HARTFORD, Conn. (CBS Connecticut and AP) — Some police and fire departments are bucking a trend to conceal dispatch communications from the public, acknowledging that radio encryption has the potential to backfire and put first responders in danger.
Agencies with digital radio systems have turned off the encryption to their main dispatching channels and others have decided not to turn it on. They say their officers and firefighters may not be heard during emergencies by responders at neighboring departments with radio systems that either don’t have access to their encrypted channels or aren’t advanced enough to have encryption capability.
Officials also say they are addressing concerns from critics who argue encryption decreases police transparency at a time when it is needed, especially in the wake of shootings of unarmed black people by police officers.
“The overwhelming opinion of encryption is that it works great for preplanned tactical environments like SWAT teams staging a situation,” said Eddie Reyes, deputy chief of Amtrak police and chairman of the International Association of Chiefs of Police communications and technology committee. “But for day-to-day operations where officers are going across borders in emergency pursuits or foot pursuits, that’s where it tends to break down,” he said. “A good number of agencies are still operating on antiquated systems and would not have the ability to accept encryption.”
When Reyes was working for Arlington, Virginia, police in 2006, he said, an officer who fatally shot a teenager outside a restaurant inadvertently switched over to encryption mode on his portable radio.
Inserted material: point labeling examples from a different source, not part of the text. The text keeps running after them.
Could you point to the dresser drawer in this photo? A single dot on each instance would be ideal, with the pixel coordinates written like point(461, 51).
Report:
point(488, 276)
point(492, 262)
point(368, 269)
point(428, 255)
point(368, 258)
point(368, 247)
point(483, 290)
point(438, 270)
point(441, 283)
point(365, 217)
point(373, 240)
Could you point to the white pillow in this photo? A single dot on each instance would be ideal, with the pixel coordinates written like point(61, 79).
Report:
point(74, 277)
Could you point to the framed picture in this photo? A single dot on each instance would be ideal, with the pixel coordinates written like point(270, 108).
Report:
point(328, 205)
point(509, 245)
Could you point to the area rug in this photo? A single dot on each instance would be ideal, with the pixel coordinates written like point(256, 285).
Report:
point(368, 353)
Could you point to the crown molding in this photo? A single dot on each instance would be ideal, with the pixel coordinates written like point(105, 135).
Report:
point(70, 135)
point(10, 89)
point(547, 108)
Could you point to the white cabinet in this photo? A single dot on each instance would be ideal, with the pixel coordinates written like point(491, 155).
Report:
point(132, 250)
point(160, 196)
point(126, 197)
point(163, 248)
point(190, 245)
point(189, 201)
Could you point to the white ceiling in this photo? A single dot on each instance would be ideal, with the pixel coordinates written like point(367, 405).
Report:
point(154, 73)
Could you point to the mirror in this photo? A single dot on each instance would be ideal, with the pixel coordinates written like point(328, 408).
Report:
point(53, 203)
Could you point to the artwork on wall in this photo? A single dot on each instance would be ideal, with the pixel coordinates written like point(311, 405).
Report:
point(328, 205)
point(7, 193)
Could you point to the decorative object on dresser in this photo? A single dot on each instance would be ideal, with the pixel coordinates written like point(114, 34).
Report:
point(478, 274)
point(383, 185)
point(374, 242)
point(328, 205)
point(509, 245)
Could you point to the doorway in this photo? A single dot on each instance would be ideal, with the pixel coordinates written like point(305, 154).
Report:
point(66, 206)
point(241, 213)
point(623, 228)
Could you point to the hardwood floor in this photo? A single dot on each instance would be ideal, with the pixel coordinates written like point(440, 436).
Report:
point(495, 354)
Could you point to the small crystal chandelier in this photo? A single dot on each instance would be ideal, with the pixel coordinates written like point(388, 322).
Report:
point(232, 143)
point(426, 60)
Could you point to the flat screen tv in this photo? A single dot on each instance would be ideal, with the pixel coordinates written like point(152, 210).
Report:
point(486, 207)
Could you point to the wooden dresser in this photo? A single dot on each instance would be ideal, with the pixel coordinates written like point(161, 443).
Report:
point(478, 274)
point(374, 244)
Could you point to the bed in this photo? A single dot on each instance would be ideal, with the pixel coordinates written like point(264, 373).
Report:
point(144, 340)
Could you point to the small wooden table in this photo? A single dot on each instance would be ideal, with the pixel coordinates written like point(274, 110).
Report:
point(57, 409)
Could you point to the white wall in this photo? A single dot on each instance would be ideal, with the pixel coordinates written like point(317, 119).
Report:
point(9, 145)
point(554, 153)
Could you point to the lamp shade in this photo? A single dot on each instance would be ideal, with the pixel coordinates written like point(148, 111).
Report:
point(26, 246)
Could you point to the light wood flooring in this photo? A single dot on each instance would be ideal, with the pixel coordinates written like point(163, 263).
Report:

There was temporary chaos on the radio when officers en route couldn’t communicate with the officer in the shooting because their radios weren’t in encryption mode, Reyes said.
A slow trend continues toward encryption, which has been around for years. It hides communications from public airwaves by modifying voice signals with coded algorithms, preventing people from listening via radio scanners, the internet and cellphone apps. Only people with encryption “keys,” the information needed to access the encrypted channels, can listen.